RFR: 8345485: C2 MergeLoads: merge adjacent array/native memory loads into larger load [v4]

Emanuel Peter epeter at openjdk.org
Tue Mar 18 09:05:17 UTC 2025


On Tue, 18 Mar 2025 07:37:12 GMT, kuaiwei <duke at openjdk.org> wrote:

>> In this patch, I extent the merge stores optimization to merge adjacents loads. Tier1 tests are passed in my machine.
>> 
>> The benchmark result of MergeLoadBench.java
>> AMD EPYC 9T24 96-Core Processor:
>> 
>> |name   | -MergeLoads   | +MergeLoads   |delta|
>> |---|---|---|---|
>> |MergeLoadBench.getCharB        |4352.150       |4407.435       | 55.29 |
>> |MergeLoadBench.getCharBU       |4075.320       |4084.663       | 9.34 |
>> |MergeLoadBench.getCharBV       |3221.302       |3221.528       | 0.23 |
>> |MergeLoadBench.getCharC        |2235.433       |2238.796       | 3.36 |
>> |MergeLoadBench.getCharL        |4363.244       |4372.281       | 9.04 |
>> |MergeLoadBench.getCharLU       |4072.550       |4075.744       | 3.19 |
>> |MergeLoadBench.getCharLV       |2227.825       |2231.612       | 3.79 |
>> |MergeLoadBench.getIntB |11199.935      |6869.030       | -4330.90 |
>> |MergeLoadBench.getIntBU        |6853.862       |2763.923       | -4089.94 |
>> |MergeLoadBench.getIntBV        |306.953        |309.911        | 2.96 |
>> |MergeLoadBench.getIntL |10426.843      |6523.716       | -3903.13 |
>> |MergeLoadBench.getIntLU        |6740.847       |2602.701       | -4138.15 |
>> |MergeLoadBench.getIntLV        |2233.151       |2231.745       | -1.41 |
>> |MergeLoadBench.getIntRB        |11335.756      |8980.619       | -2355.14 |
>> |MergeLoadBench.getIntRBU       |7439.873       |3190.208       | -4249.66 |
>> |MergeLoadBench.getIntRL        |16323.040      |7786.842       | -8536.20 |
>> |MergeLoadBench.getIntRLU       |7457.745       |3364.140       | -4093.61 |
>> |MergeLoadBench.getIntRU        |2512.621       |2511.668       | -0.95 |
>> |MergeLoadBench.getIntU |2501.064       |2500.629       | -0.43 |
>> |MergeLoadBench.getLongB        |21175.442      |21103.660      | -71.78 |
>> |MergeLoadBench.getLongBU       |14042.046      |2512.784       | -11529.26 |
>> |MergeLoadBench.getLongBV       |606.448        |606.171        | -0.28 |
>> |MergeLoadBench.getLongL        |23142.178      |23217.785      | 75.61 |
>> |MergeLoadBench.getLongLU       |14112.972      |2237.659       | -11875.31 |
>> |MergeLoadBench.getLongLV       |2230.416       |2231.224       | 0.81 |
>> |MergeLoadBench.getLongRB       |21152.558      |21140.583      | -11.98 |
>> |MergeLoadBench.getLongRBU      |14031.178      |2520.317       | -11510.86 |
>> |MergeLoadBench.getLongRL       |23248.506      |23136.410      | -112.10 |
>> |MergeLoadBench.getLongRLU      |14125.032      |2240.481       | -11884.55 |
>> |Merg...
>
> kuaiwei has updated the pull request incrementally with one additional commit since the last revision:
> 
>   Revert extract value and add more tests

Ok, I gave it a quick first scan, and have some more questions and suggestions :)

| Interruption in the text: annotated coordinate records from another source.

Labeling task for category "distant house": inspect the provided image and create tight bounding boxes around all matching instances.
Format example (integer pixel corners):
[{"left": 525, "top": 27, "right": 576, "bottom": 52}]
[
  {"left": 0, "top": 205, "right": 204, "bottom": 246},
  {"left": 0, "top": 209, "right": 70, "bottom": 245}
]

src/hotspot/share/opto/memnode.cpp line 1853:

> 1851:  *             +---> Or2 <----+          |
> 1852:  *                    |                  |
> 1853:  *                    +-----> Or3 <------+

The code above has masking, the graph not. Can you add an explanatory comment, please ;)

src/hotspot/share/opto/memnode.cpp line 1855:

> 1853:  *                    +-----> Or3 <------+
> 1854:  *
> 1855:  * It will be transformed as a merged LoadI and replace the Or3 node

Suggestion:

 * It is transformed as a merged LoadI, which replaces the Or3 node.

src/hotspot/share/opto/memnode.cpp line 1862:

> 1860: /*
> 1861:  * LoadNode and OrNode pair which represent an item for merging,
> 1862:  * And we can get some properties like shift and last_op from it.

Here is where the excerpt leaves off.